ABSTRACT
Introduction: Hepatitis C virus (HCV) causes monoclonal B cell lymphoproliferative disorders ranging from benign, such as in mixed cryoglobulinemia (MC), to indolent or aggressive lymphomas. MC and indolent lymphomas commonly regress when HCV is eradicated with interferon (IFN) therapy; however, sustained virologic response (SVR) to IFN is achieved only in ~50% of patients. The new all oral direct-acting antivirals (DAA), yielding nearly 100% SVR, promise a breakthrough in the treatment of HCV-associated lymphoproliferative disorders, but experience is still scanty.
Areas covered: A literature search was performed to summarize current pathogenetic hypotheses in HCV-associated indolent lymphoproliferative disorders and to identify clinical trials focused on the use of antiviral therapy. Hematological outcomes of IFN-based and IFN-free DAA-based regimens were compared.

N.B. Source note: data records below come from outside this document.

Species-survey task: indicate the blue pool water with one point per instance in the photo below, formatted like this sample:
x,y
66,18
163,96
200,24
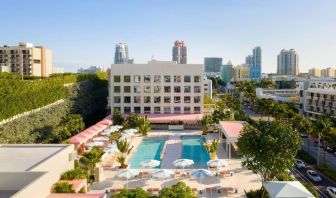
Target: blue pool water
x,y
192,148
147,150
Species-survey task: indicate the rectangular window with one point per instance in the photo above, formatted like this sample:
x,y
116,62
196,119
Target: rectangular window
x,y
166,110
166,99
197,109
167,89
187,89
137,79
116,99
177,78
147,109
127,99
157,99
147,89
157,110
137,109
197,89
127,89
137,99
197,78
137,89
146,99
186,99
166,78
127,78
116,89
186,109
127,110
187,78
177,89
177,99
157,89
147,78
116,78
157,78
197,99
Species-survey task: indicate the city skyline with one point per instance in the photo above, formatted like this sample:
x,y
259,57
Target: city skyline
x,y
306,26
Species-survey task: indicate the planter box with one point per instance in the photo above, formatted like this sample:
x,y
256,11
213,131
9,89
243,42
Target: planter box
x,y
176,127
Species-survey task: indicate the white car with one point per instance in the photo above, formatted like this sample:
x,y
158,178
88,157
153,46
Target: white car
x,y
300,164
331,191
313,175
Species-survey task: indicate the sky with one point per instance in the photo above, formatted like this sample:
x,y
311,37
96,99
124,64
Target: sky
x,y
84,32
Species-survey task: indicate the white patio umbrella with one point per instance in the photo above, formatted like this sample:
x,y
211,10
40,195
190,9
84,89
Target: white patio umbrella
x,y
201,174
182,163
100,139
150,163
217,163
162,174
127,174
92,144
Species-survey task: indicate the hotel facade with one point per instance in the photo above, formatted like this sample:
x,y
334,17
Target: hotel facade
x,y
159,87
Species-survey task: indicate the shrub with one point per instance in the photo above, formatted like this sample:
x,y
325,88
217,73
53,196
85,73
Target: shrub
x,y
310,188
135,193
63,187
302,154
76,173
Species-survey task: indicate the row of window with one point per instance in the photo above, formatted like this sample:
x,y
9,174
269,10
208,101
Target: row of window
x,y
157,110
157,99
156,78
156,89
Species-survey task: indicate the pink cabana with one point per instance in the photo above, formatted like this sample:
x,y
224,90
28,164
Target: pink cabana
x,y
168,118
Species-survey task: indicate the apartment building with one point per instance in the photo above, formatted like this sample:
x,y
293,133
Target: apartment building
x,y
27,59
320,99
159,87
242,73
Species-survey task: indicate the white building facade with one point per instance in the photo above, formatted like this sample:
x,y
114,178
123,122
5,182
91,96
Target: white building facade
x,y
159,87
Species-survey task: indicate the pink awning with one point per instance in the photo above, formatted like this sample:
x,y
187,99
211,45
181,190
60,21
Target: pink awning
x,y
168,118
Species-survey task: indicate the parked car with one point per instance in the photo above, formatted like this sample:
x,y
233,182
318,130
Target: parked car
x,y
331,191
313,175
299,163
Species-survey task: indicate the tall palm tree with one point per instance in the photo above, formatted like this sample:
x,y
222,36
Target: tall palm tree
x,y
322,128
144,125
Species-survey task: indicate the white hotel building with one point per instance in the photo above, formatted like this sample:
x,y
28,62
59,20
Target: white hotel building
x,y
159,87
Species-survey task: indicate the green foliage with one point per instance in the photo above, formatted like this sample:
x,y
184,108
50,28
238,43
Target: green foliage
x,y
274,141
134,193
76,173
117,117
91,158
63,187
310,188
329,172
257,194
179,190
303,155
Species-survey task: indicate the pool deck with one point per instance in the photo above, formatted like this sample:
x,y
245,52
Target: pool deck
x,y
241,180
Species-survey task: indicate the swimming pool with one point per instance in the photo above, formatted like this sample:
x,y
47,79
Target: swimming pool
x,y
148,149
192,148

Expert commentary: While MC appears to regress in most patients after DAA therapy, the still very limited experience with indolent lymphomas suggests that hematologic responses might be less than those observed with IFN. Furthermore, anecdotal observations of early progression to aggressive lymphoma after DAA are disquieting. Large studies are needed to determine the values and limits of DAA for treating HCV-associated indolent lymphomas and to identify subgroups at risk of non-response.
Declaration of interest
The authors have no relevant affiliations or financial involvement with any organization or entity with a financial interest in or financial conflict with the subject matter or materials discussed in the manuscript. This includes employment, consultancies, honoraria, stock ownership or options, expert testimony, grants or patents received or pending, or royalties.